Now, while there are still many Oswego men who follow the lake for a livelihood, a good many of them are employed in vessels which do not come to this port and the sailors only come home in winter.
Look at the record of disasters this year. The Belle Mitchell went down on Lake Erie and was so completely lost that only a little drifting wreckage was left to tell the story. The O.M. Bond went down on the same stormy lake and only a portion of the crew escaped. The Camanche went ashore on Point Peninsula and is a total wreck. Yes, the Oswego fleet is growing beautifully less this year.
It is noticeable that the Palladium of late seems to have taken a contract to boom the Canadian captains who sail this port. It is very well to give men credit for good work and these Canadian skippers are good sailors and good men, no doubt, but it seems sometimes as if they took too many chances late in the season.
Perhaps it is the fault of the Canadian government which will not establish a signal service to warn mariners of coming storms, but his last fleet, in which the Ariadne and Ocean Wave were lost and nearly all the rest put in deadly peril, should not have made the attempt to get one in such weather as we have had for the past two days.
Even so staunch a steamer as the Resolute had all she could do to get in here in broad daylight yesterday, and it is no wonder that in the night and the snow, some of these belated craft failed to make the harbor.
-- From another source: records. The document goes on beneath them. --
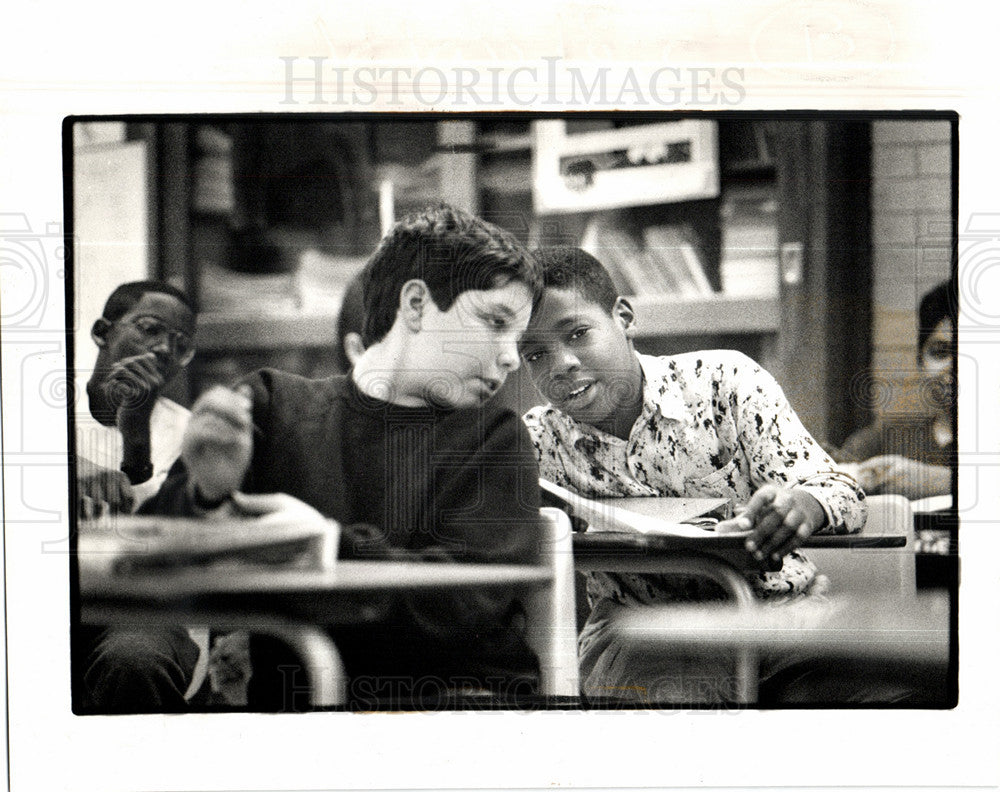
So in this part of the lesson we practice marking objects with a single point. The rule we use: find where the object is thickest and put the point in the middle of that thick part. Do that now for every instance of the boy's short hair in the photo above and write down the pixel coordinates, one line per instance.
(938, 304)
(565, 267)
(124, 297)
(452, 252)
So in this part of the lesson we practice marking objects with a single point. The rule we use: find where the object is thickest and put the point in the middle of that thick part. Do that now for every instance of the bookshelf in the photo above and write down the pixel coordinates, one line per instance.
(722, 315)
(794, 185)
(793, 208)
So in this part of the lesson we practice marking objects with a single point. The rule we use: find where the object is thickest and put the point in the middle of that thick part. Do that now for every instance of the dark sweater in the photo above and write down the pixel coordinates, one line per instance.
(404, 483)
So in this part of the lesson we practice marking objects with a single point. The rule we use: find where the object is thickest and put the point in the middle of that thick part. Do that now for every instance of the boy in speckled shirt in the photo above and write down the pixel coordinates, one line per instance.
(706, 424)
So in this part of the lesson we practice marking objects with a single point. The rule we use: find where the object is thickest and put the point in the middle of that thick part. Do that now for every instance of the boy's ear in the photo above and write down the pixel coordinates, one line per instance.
(622, 311)
(413, 299)
(99, 332)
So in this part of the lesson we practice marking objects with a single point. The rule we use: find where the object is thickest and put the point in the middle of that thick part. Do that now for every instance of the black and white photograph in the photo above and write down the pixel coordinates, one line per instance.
(360, 426)
(404, 401)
Others would have failed, too, but for the signal rockets at the life saving station which guided them into port. If these Canadian captains had not been so reckless, some good sailors would have been living now.
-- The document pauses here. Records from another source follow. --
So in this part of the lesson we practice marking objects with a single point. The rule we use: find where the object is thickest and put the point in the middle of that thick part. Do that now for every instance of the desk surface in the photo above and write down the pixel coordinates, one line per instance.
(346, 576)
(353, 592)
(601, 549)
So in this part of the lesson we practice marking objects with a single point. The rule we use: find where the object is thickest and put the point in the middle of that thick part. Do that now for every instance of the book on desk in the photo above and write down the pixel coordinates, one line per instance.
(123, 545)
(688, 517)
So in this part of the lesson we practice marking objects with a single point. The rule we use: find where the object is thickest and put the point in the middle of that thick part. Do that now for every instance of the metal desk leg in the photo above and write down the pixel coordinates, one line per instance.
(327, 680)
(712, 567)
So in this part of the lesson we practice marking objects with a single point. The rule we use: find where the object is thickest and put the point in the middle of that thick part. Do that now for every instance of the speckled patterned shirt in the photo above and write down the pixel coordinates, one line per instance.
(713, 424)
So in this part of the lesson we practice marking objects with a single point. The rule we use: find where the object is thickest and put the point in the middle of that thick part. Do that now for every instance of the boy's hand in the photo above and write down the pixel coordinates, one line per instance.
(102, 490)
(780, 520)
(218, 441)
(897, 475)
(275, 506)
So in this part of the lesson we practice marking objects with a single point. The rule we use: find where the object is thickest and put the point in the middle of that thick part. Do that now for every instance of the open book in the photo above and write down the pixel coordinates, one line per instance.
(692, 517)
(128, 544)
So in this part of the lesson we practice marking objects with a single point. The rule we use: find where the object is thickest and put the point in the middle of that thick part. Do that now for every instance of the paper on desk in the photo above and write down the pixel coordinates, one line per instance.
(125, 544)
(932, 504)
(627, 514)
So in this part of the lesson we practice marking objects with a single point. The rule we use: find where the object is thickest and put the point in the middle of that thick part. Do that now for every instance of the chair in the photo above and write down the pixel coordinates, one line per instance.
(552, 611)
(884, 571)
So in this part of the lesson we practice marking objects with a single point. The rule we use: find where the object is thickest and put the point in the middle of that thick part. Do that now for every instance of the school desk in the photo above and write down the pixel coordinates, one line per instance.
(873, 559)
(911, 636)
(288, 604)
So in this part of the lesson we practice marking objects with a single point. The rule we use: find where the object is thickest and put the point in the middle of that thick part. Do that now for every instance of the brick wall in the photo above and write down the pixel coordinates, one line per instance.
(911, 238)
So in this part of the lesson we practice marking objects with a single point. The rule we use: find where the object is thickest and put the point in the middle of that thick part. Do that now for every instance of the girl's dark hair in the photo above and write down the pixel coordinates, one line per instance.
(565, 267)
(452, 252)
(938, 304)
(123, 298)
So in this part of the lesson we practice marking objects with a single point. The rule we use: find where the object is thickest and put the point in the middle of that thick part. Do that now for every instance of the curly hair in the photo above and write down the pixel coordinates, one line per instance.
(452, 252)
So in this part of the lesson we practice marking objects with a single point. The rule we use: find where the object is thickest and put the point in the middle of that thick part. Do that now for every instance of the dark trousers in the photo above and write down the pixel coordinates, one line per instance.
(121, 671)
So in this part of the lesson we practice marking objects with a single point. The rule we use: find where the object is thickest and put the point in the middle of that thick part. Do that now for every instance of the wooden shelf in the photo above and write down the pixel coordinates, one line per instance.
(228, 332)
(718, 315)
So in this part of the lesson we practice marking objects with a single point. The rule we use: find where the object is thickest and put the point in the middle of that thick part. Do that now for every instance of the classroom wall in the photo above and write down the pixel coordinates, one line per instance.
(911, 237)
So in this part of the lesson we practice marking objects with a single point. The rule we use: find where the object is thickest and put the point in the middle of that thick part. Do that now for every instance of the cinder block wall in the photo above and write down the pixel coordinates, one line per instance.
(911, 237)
 Yesterday, when a Times-Express representative told that a schooner was off Pleasant Point, making an effort to beat up to this port, but was making rather bad work of it, people looked longingly at the two big tugs, the Proctor and Seymour and wondered why they did not run down and see if they could not pick up the schooner, which  was thought to be the Ocean Wave.  But they did not go. Of course the captains of those tugs would have liked well enough to go, but it must be remembered that the tugs are owned by Hall & Co. and that few skippers like to go out of port in a sea like which was running yesterday without orders.
There was some lively talk among the Canadian skippers in port yesterday, however, because the two tugs did not go and a good many thought that if Captain Charley Ferris had been here with his lively little tug in good trim, he would have taken chances.
The vessels which came in here yesterday report a good deal of ice in the Bay of Quinte. If this was true when they left, a good many of the schooners now in port will have to stay here through the winter.
A dispatch was received here yesterday afternoon that the schooner A.W. Vickery was lying disabled at an anchor near Point Peninsula. The tug Proctor was sent down to release her.
This afternoon everybody in port was delighted at the appearance of the tug Cummings having in tow the disabled tug Ferris. The two ran into Henderson Harbor until the storms as over and came on today to this port. The big steamer Lake Ontario came in this morning with barley. The schooner Great Western which had been ashore on the other side came in this afternoon.

    

The schooner Camanche which ran ashore at Point Peninsula in 1886, was pulled off and is shown waiting to be dry-docked for repairs at the Goble shipyard in Oswego. She was built in Oswego in 1867 by James Navagh at the Goble shipyard. 137’4” x 25’5” x 11’3” 322 g.t. Wrecked at Deseronto, December 3, 1904 with a cargo of coal.